Priceline here, Priceline there, Priceline everywhere....well..almost

Announcement today that accommodation powerhouse and Priceline subsidiary Booking.com has opened offices in Cape Town, Munich, Warsaw and Dubai. Should be and is a great story. A company that invented a new model in the US and struggled for a long time yet made two very smart acquisitions in Europe is expanding further. All good right? Yes...but...no. This makes for offices in Cape Town, Munich, Warsaw, Dubai, UK, Holland, US (of course), Amsterdam, Barcelona, Berlin, Cambridge, Dublin, London, Loulé, Lyon, Norwalk (USA), Paris, Rome and Vienna. It should sound like a list of all of the best places in the world for an online hotel provider to be. However there is a huge part of the planet missing from this list and you do not get a special prize for guessing where.

Where are the people focused on Australia, China, Japan, India, Korea, SE Asia, Hong Kong, Singapore an more. All of these countries are booming for online travel. Should you should be nervous if you are a Priceline exec in missing these markets? Surely they were were "boom fodder" markets in 2000 (places where stupid money was spend with no return) and therefore should be ignored. However each has subsequently proven itself as a destination and source for significant online travel potential. Especially in hotel only. In each of those Asian markets the number one online intemediary is a hotel only provider.

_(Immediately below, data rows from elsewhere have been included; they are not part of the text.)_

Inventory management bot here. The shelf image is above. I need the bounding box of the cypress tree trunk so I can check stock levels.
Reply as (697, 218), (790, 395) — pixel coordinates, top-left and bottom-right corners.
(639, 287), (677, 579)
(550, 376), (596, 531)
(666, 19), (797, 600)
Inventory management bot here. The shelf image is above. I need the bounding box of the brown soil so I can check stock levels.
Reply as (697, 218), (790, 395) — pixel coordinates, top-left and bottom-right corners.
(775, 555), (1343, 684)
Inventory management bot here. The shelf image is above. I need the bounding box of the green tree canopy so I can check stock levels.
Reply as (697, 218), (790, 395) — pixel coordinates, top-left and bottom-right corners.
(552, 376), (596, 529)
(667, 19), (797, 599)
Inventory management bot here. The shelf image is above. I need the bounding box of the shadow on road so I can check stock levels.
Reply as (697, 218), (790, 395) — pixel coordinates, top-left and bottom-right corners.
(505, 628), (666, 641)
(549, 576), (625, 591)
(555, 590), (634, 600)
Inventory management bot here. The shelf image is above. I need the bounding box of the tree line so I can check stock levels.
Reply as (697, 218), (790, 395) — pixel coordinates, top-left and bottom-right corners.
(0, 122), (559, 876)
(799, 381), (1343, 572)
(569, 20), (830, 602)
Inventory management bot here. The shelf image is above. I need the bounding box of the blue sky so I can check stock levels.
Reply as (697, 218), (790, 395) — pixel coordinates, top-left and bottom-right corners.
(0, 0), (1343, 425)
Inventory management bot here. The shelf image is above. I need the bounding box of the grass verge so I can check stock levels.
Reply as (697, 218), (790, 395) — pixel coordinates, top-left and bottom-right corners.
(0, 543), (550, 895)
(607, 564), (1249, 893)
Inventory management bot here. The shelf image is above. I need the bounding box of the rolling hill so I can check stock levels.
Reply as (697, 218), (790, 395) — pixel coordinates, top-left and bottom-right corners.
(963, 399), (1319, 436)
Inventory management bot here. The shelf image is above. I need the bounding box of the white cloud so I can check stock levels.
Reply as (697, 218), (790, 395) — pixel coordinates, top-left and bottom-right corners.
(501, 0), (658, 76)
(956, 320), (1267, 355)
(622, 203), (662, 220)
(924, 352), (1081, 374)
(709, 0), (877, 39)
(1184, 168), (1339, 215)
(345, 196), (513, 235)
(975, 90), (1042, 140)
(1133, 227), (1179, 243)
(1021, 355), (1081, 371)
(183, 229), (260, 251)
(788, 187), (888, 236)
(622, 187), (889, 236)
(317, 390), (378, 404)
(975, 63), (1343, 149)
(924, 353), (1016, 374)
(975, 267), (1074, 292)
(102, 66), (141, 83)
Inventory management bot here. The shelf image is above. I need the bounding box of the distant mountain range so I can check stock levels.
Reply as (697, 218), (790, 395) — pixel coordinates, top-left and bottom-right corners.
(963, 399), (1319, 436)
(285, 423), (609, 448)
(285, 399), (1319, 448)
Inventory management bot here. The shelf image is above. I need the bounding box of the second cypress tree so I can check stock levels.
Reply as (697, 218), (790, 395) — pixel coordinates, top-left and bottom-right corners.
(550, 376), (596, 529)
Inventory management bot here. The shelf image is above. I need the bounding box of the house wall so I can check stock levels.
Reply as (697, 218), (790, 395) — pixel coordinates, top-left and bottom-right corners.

Congrats to Priceline for its expansion. With 11 million room nights a year they are a player in every market - in Europe they are a powerhouse. However there is space, profit, opportunity etc in Asia Pacific that they (and others) are missing by focusing expansion efforts in only in an easterly direction of Europe.

1 comment:

Anonymous said...

absolutely tim..I read about your move to Stella. Huge task and huge opportunity. You are bang on on all markets about lodging being the driver except India where it is rail and air all the way. Lodging is severely constrained and inbound travel takes in a lot of capacity.